Currently, the autotest hooks that rspec uses explicitly runs ./script/
spec, which when pointed to a story runner file doesn’t do anything.
(In fact, the generated spec.opts has an incompatible --format option
changing progress to just p works as it maps to plain in story runner)
Here’s how I think it can be mapped. I have a fairly simple convention:
Match stories/stories/(.*), rerun stories/stories/basename($1).rb
(i name my story files with .story extension)
Match stories/(helper|all).rb, rerun stories/all.rb
Match stories/steps/(.*)_step.rb, rerun stories/stories/
basename($1).rb
You can be fancier for steps if you like to break them up, like
looking into which Story Runner uses those steps.
Can Story Runner run a specific scenario in a story? Like how Spec
Runner can just execute a particular example.
Regards,
Kamal
p/s: I’m using rstakeout currently to run my stories and autotest to
run my specs. It’ll be great if they can context-switch in the same
autotest instance.
The only solution I have is trying to build much smaller stories so that
they run a bit quicker, though this can get messy.

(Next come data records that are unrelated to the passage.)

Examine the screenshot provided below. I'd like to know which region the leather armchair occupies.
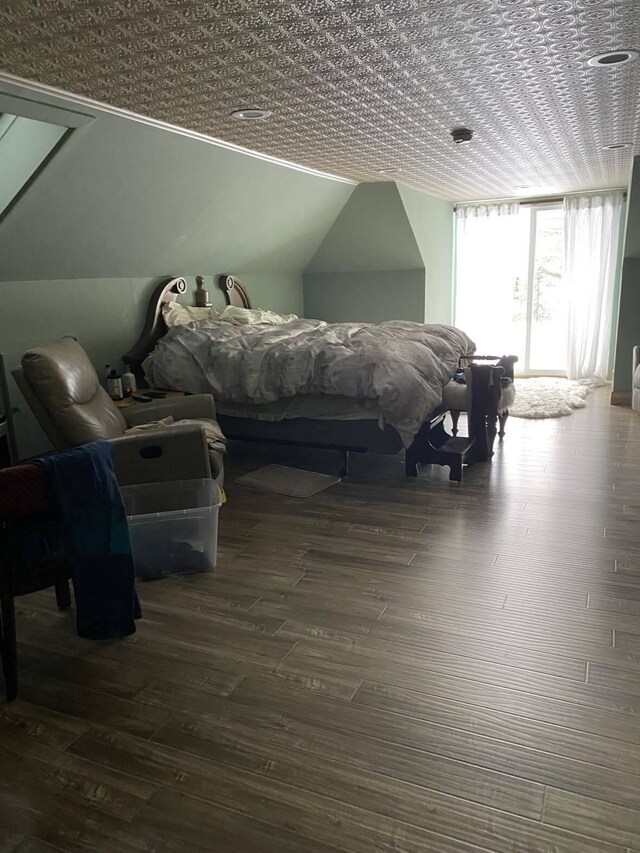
[12,338,224,485]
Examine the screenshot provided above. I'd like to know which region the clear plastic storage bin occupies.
[121,480,221,580]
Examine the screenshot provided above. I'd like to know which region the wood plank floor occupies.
[0,389,640,853]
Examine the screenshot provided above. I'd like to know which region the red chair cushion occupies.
[0,464,56,519]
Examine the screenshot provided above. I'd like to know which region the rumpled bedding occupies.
[143,320,475,447]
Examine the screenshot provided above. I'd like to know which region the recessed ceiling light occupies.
[231,107,271,121]
[587,50,640,68]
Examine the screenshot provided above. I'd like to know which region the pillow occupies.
[215,305,299,326]
[162,302,219,328]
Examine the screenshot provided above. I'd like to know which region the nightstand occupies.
[113,388,187,409]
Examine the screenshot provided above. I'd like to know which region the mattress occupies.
[216,394,384,422]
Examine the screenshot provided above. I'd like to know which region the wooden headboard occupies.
[218,275,251,308]
[122,275,251,382]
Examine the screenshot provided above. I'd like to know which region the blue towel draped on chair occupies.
[38,441,142,640]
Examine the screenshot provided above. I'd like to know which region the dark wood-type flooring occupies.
[0,390,640,853]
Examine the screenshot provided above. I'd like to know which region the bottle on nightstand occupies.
[107,368,124,400]
[122,365,138,397]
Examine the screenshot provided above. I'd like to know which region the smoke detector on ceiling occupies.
[587,50,640,68]
[231,107,271,121]
[451,127,473,145]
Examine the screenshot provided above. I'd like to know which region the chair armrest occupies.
[111,424,211,486]
[121,392,216,427]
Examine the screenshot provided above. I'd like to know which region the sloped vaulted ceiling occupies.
[0,0,640,199]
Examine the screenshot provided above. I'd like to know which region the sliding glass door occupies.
[455,204,567,375]
[521,206,567,374]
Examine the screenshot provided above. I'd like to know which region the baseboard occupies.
[611,391,631,406]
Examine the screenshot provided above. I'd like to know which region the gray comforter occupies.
[144,320,475,447]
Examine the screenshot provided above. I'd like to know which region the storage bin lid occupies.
[120,479,222,516]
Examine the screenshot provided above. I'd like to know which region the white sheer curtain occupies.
[455,203,529,355]
[564,192,622,385]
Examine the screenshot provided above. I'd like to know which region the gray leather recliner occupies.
[12,337,224,486]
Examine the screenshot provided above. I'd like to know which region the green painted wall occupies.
[0,82,354,394]
[306,181,422,273]
[0,92,353,281]
[613,157,640,392]
[398,184,454,323]
[304,182,453,323]
[0,113,67,215]
[304,269,425,323]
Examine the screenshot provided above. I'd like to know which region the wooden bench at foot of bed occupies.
[405,364,504,483]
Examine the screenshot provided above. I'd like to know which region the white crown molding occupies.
[0,72,358,186]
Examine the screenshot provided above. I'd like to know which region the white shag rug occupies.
[509,376,589,418]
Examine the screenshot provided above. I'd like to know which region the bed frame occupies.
[123,275,503,482]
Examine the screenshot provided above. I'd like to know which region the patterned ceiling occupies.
[0,0,640,200]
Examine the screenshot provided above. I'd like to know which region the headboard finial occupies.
[218,275,251,308]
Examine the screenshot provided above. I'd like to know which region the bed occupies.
[123,275,499,481]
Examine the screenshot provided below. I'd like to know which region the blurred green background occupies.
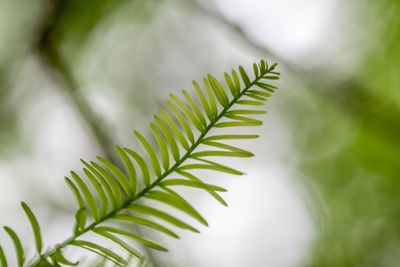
[0,0,400,267]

I would absolutely love to be able to run changed scenarios upon saving,
like how autotest works for the specs.
Has anyone achieved this yet?
That would be very difficult to do and to do well (with autotest or
RSpactor) since stories cover a complete vertical slice of the
application, and it’d be almost impossible to know what source file
(or method) affect will what stories.
Continuous integration works very well for this. Let another machine
pull an update (or you can push an update) and it runs the specs and
stories. When I was at Atomic Object I wrote a small growl notifier
which received updates from our continuous integration server telling
it when something failed. It was beautiful. Of course this was really
easy to write since the continuous integration server was written in a
way that allowed you to attach listeners (and remote monitors) to it
over the network.
That would be very difficult to do and to do well (with autotest or
RSpactor) since stories cover a complete vertical slice of the
application, and it’d be almost impossible to know what source file
(or method) affect will what stories.
Sure, I agree, but I think it would still be incredibly useful even if
it ran a single scenario every time you edit that scenario - not
necessarily the source files that the scenario would “operate” on.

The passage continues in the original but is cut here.